What a great passage to get lost in. Like Tom and his books and his women, I have rolled and wallowed in this passge, crawled and grovelled in it, and come up with it all over my face and hands. And every time I do, I punish myself with the thought that I should be doing the same thing with so many other aspects of my life.
It seems we are always rushing these days from one thing to the next. Sometimes getting a thing done quickly has merit. If it is something we do not like, it feels better to get it behind us. But I wonder how much we miss by not taking our time with our pleasures. If we engaged ourselves more fully, and more mindfully with the things we like doing, would they not extend both in breadth and depth? It is a difficult thing to do in an age of efficiency and instant gratification, but learning to slow down and to suck the marrow out of what we love must be a way to make our lives both richer and simpler.

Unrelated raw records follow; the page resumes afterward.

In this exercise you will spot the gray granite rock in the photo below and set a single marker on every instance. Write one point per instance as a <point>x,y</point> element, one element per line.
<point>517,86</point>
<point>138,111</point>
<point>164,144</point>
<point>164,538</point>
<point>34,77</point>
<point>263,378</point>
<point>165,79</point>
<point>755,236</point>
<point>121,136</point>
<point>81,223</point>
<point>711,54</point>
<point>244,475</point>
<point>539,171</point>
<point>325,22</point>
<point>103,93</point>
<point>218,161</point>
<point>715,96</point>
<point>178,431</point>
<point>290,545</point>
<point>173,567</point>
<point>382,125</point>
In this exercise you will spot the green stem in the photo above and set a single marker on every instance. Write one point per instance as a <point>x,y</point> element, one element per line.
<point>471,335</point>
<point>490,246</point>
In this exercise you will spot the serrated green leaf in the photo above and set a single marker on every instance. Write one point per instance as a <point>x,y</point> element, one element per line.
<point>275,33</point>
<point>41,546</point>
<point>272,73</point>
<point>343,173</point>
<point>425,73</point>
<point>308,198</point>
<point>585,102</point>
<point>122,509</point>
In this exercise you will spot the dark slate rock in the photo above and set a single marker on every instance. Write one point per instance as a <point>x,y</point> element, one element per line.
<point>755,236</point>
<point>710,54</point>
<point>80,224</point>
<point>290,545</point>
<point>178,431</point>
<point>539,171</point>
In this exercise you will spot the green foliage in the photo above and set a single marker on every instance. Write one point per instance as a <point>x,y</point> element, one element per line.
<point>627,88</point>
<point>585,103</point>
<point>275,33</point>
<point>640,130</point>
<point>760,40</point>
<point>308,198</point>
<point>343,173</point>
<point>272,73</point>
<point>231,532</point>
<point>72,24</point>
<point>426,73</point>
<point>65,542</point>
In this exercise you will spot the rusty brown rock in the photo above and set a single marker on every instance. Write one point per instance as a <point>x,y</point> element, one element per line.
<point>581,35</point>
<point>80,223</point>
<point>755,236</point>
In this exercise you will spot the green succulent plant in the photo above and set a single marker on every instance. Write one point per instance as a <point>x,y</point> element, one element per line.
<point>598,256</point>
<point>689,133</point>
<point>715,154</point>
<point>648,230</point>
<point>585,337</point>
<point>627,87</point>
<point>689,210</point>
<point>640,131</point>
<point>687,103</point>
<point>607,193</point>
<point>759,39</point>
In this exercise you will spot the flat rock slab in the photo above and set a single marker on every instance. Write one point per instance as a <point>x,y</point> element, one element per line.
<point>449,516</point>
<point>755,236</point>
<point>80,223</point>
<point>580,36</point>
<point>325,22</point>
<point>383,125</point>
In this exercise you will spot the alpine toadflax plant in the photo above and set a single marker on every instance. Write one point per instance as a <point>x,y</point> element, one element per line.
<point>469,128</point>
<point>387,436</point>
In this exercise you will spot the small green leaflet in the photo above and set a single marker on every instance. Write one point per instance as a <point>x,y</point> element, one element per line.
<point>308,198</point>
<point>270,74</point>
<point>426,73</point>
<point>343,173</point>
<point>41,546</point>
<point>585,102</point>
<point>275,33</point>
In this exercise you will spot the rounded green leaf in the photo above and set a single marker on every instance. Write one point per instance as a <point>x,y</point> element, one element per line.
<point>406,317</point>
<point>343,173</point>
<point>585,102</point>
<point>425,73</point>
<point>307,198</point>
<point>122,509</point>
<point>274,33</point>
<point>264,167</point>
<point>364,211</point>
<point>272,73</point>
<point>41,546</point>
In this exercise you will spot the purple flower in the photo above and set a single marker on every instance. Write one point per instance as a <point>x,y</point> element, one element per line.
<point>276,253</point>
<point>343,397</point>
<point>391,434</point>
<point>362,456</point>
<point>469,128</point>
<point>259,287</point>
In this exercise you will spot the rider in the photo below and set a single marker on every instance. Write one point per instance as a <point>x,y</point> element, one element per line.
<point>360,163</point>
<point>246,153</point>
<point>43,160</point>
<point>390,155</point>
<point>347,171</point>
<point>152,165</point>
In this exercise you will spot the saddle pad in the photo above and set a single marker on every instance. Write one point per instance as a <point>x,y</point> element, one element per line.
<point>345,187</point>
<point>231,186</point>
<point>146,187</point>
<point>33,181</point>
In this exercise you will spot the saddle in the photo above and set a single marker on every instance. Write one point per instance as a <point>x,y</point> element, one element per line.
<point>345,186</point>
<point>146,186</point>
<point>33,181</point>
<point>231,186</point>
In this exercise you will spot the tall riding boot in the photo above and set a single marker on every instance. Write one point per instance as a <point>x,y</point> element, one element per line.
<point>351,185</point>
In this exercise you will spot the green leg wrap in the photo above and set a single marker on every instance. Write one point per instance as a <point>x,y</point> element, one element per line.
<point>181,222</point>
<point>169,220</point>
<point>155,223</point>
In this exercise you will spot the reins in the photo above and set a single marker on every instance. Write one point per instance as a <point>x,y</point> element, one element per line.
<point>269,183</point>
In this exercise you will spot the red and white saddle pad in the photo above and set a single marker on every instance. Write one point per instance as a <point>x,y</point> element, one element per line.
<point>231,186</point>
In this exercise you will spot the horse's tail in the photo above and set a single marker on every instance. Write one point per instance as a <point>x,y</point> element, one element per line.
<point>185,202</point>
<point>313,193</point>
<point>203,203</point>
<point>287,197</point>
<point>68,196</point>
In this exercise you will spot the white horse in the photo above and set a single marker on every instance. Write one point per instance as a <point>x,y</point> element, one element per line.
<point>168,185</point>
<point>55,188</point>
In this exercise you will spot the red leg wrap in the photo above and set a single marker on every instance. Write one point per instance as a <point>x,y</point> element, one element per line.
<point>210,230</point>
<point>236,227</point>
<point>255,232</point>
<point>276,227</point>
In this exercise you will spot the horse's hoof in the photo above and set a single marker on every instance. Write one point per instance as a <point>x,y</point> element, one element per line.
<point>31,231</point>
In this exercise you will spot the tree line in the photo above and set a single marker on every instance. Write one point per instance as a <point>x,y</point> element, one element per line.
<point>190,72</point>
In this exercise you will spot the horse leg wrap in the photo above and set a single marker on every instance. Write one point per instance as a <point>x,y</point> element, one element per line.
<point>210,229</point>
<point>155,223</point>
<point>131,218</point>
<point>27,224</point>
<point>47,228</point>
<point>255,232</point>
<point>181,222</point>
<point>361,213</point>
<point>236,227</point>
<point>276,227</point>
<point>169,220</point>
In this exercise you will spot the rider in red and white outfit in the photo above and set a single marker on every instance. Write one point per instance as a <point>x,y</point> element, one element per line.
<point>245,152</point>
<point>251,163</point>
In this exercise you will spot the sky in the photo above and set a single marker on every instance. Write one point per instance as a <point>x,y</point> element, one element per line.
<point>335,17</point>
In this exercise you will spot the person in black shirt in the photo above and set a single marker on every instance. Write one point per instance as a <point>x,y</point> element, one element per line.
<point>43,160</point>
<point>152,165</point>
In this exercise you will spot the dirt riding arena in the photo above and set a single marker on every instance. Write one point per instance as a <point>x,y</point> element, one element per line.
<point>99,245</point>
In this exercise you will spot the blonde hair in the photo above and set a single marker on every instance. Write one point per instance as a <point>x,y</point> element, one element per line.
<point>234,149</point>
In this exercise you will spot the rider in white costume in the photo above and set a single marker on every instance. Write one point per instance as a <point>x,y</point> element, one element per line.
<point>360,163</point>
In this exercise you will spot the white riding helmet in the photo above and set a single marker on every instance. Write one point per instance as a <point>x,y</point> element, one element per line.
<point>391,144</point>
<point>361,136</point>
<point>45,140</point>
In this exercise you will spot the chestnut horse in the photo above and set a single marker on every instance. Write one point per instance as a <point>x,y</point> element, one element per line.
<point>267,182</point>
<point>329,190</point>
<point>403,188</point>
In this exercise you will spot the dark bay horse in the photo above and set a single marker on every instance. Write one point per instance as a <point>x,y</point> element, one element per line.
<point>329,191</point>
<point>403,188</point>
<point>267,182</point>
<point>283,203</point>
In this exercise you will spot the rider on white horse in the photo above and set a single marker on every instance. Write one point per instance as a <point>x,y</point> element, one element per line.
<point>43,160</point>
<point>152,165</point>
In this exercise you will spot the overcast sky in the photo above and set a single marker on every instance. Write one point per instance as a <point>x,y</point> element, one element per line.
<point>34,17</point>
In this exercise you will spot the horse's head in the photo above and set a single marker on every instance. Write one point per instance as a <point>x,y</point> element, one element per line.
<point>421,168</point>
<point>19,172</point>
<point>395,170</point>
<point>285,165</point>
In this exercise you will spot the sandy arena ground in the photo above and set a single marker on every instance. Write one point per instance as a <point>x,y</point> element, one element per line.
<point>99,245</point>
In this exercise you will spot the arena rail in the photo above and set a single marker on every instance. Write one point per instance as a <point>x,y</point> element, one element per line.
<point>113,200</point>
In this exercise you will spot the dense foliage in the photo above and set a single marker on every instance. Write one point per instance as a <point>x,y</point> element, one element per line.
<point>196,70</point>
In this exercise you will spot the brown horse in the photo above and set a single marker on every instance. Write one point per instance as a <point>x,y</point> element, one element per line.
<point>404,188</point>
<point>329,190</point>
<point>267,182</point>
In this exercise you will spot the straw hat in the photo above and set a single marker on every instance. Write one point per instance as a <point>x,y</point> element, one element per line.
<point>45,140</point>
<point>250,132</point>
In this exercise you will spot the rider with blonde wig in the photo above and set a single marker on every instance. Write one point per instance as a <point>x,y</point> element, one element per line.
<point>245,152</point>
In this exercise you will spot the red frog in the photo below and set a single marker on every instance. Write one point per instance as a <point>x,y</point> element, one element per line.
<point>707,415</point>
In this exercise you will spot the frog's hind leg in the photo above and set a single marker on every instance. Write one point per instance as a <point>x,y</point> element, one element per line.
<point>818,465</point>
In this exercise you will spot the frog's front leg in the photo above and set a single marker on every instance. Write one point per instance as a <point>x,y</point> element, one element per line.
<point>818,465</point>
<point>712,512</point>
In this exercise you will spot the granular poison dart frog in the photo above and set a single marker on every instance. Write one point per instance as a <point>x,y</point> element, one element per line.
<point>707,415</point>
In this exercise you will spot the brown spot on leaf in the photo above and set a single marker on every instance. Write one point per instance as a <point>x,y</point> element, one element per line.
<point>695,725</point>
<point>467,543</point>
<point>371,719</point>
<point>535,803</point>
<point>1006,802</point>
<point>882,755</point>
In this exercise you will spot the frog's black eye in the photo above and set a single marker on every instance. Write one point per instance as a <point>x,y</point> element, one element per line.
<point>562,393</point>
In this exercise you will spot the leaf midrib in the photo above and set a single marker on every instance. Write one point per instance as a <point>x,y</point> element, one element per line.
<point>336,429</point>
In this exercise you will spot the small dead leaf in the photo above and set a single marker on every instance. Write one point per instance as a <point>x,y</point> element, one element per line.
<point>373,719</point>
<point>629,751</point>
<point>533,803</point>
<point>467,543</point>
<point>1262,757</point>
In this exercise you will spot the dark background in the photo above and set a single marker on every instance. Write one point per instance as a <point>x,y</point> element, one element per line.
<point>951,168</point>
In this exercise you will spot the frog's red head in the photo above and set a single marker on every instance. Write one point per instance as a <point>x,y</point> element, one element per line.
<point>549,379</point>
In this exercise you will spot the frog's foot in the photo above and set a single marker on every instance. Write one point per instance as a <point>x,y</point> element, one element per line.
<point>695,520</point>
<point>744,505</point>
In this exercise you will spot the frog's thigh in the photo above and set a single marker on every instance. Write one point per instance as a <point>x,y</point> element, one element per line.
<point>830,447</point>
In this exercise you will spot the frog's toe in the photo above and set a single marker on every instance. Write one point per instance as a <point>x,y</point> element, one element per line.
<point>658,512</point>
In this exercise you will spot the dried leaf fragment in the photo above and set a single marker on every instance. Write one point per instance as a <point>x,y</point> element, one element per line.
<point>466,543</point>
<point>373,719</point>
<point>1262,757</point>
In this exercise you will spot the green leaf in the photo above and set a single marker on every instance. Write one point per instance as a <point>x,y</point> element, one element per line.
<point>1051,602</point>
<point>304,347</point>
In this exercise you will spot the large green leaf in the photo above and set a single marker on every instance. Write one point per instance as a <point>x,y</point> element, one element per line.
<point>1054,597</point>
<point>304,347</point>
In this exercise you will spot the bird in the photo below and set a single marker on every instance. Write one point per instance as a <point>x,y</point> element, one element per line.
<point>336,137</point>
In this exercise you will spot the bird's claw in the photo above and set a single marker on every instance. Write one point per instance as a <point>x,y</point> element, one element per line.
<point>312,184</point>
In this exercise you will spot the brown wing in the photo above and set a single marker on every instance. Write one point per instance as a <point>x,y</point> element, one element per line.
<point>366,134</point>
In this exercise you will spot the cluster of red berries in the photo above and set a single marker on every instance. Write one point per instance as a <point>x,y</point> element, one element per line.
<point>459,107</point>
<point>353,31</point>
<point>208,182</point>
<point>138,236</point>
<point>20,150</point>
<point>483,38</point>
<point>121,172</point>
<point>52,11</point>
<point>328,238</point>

I have not been bored for about a decade. There is always something to do – even when I am stuck doing something I don’t like. But these distractions can easily become a habit, and before I know it, I spend a day flitting from one distraction to the next. Far better, I think, to spend my time on one big thing, to devote my attention to it completely, and to extract every ounce of enjoyment and fulfilment from it.
Life should be poetry: slow and fully imbued with significance. It should not become the ashes of wasted dreams collected and forgotten.